Die Erhebungstechniken haben wiederum vier Unterkategorien:
- Befragungstechniken mit den → Interviews und Fragenbogen
- Kollaborationstechniken mit Workshops und Crowd-basierten RE
- Beobachtungstechniken mit Feldbeobachtung und Apprenticing
- Artefaktebasierte Techniken mit Systemarchäologie, Feedbackanalyse und Wiederverwendung
Die Entwurfs- und Ideenfindungstechniken kennen zwei Unterkategorien:
- → Kreativitätstechniken mit → Brainstorming und Analogietechnik
- Designtechniken mit Prototypen sowie Szenarien und Storyboards
Abbildung 1.1: Ermittlungstechniken nach IREB im Überblick /#IREB-CPRE-FL-Handbuch-24/
Es gibt neben den in Abbildung 1.1 genannten Ermittlungstechniken weitere: Je nach Autor und → Standard werden finden sich bis zu 30 unterschiedliche Techniken. In der Praxis werden dann für den konkreten Einsatzfall die Techniken ausgewählt, die passend erscheinen; in der Regel sind dies nicht mehr als 10.
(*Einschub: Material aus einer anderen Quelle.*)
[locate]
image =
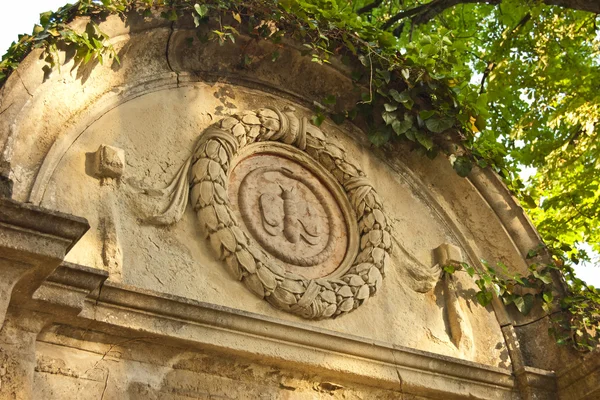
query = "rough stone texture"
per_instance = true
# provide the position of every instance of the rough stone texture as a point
(422, 334)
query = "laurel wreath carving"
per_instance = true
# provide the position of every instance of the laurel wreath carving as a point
(205, 177)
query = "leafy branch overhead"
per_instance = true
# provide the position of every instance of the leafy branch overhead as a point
(504, 84)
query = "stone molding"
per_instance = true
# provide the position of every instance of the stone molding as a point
(33, 242)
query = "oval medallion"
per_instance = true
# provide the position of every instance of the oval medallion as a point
(290, 212)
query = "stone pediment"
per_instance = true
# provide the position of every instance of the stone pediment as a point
(224, 221)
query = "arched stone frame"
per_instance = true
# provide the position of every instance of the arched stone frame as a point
(183, 67)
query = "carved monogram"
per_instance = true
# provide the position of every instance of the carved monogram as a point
(205, 178)
(288, 212)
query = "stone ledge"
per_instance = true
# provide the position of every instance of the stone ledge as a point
(40, 220)
(580, 380)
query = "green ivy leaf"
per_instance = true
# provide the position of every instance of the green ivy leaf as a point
(401, 127)
(425, 140)
(524, 303)
(202, 10)
(389, 117)
(484, 298)
(462, 165)
(425, 114)
(438, 125)
(390, 107)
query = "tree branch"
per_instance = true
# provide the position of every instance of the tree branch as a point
(580, 5)
(369, 7)
(426, 12)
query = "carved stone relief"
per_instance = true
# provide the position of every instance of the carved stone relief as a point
(315, 200)
(289, 211)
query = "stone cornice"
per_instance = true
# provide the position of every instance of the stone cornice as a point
(134, 312)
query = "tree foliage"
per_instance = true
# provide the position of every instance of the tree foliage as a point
(505, 84)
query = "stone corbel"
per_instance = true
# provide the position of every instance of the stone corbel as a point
(460, 329)
(33, 243)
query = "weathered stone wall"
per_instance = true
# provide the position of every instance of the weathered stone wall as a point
(171, 321)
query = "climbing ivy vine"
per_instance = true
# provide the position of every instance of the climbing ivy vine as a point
(482, 82)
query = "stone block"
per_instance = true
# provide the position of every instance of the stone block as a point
(109, 162)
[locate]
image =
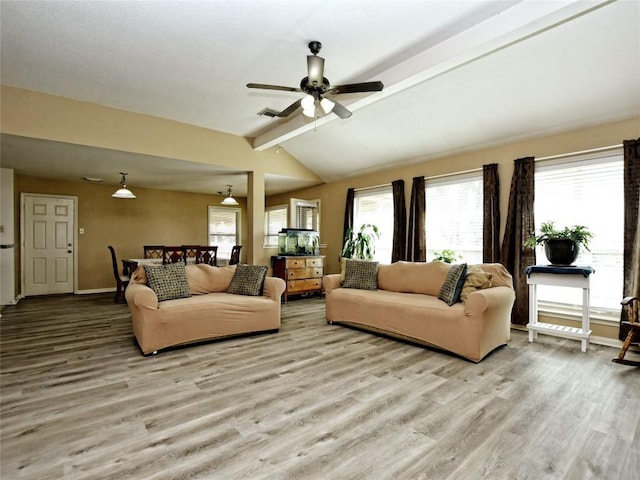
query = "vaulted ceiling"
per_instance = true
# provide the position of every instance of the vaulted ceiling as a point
(458, 75)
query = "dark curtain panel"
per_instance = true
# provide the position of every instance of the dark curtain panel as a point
(416, 236)
(491, 214)
(348, 213)
(520, 225)
(631, 269)
(399, 222)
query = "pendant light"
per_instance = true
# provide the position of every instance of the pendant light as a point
(229, 200)
(123, 192)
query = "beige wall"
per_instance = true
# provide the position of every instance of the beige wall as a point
(154, 217)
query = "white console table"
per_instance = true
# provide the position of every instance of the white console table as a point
(576, 277)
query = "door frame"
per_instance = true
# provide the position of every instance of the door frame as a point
(74, 199)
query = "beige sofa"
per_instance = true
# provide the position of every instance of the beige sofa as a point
(210, 312)
(406, 306)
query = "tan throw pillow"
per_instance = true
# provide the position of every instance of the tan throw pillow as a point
(204, 278)
(477, 279)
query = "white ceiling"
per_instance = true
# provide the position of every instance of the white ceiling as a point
(458, 75)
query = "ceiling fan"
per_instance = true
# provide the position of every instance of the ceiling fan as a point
(315, 86)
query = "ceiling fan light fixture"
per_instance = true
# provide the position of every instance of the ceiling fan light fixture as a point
(123, 192)
(229, 200)
(327, 105)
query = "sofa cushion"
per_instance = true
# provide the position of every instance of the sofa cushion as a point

Das → IIBA benennt 17 Ermittlungstechniken, die bei → Business Analysis eingesetzt werden können (Abbildung 1.2). Besonderheiten sind hierbei:
- Elicitation Techniques wird mit Erhebungstechniken übersetzt, dies entspricht aber den Ermittlungstechniken nach IREB
- In der deutschen Fassung sind Brainstorming und Mind Mapping zusammengefasst
- Generell sind die Ermittlungstechniken nach IIBA stark an den Business Requirements ausgerichtet
Abbildung 1.2: Ermittlungstechniken nach IIBA im Überblick /BBG15, BBG17‑d/
1.1 Arten von Ermittlungstechniken
Ermittlungstechniken könnten beispielsweise auch folgenden Arten zugeordnet werden /Rupp14/:
- Traditionelle Techniken: Fragebögen, Interviews, Dokumentenanalyse (Handbücher, Beschwerdebögen), Beobachtungen
- Gruppenarbeit: Brainstorming, Fokusgruppen, Konsensbildung, Workshops, Rollenspiele
- Prototyping (Rapid Prototyping): Simulationsumgebung, Ablaufmodell, Benutzerschnittstelle
- Modelle: Szenarien, Bilder, Diagramme, Mind Maps
- Kognitive und diskursorientierte Verfahren: Analyse von Interviews oder Gruppendiskussion, um herauszufinden, ob an wichtigen Stellen Informationen verschleiert wurden
- Kontextstudien: Kulturelle Besonderheiten, Farben, Symbolik
2. Ermittlungstechniken in der Übersicht
Die nachfolgende Tabelle listet die wesentlichen Ermittlungstechniken in alphabetischer Reihenfolge auf.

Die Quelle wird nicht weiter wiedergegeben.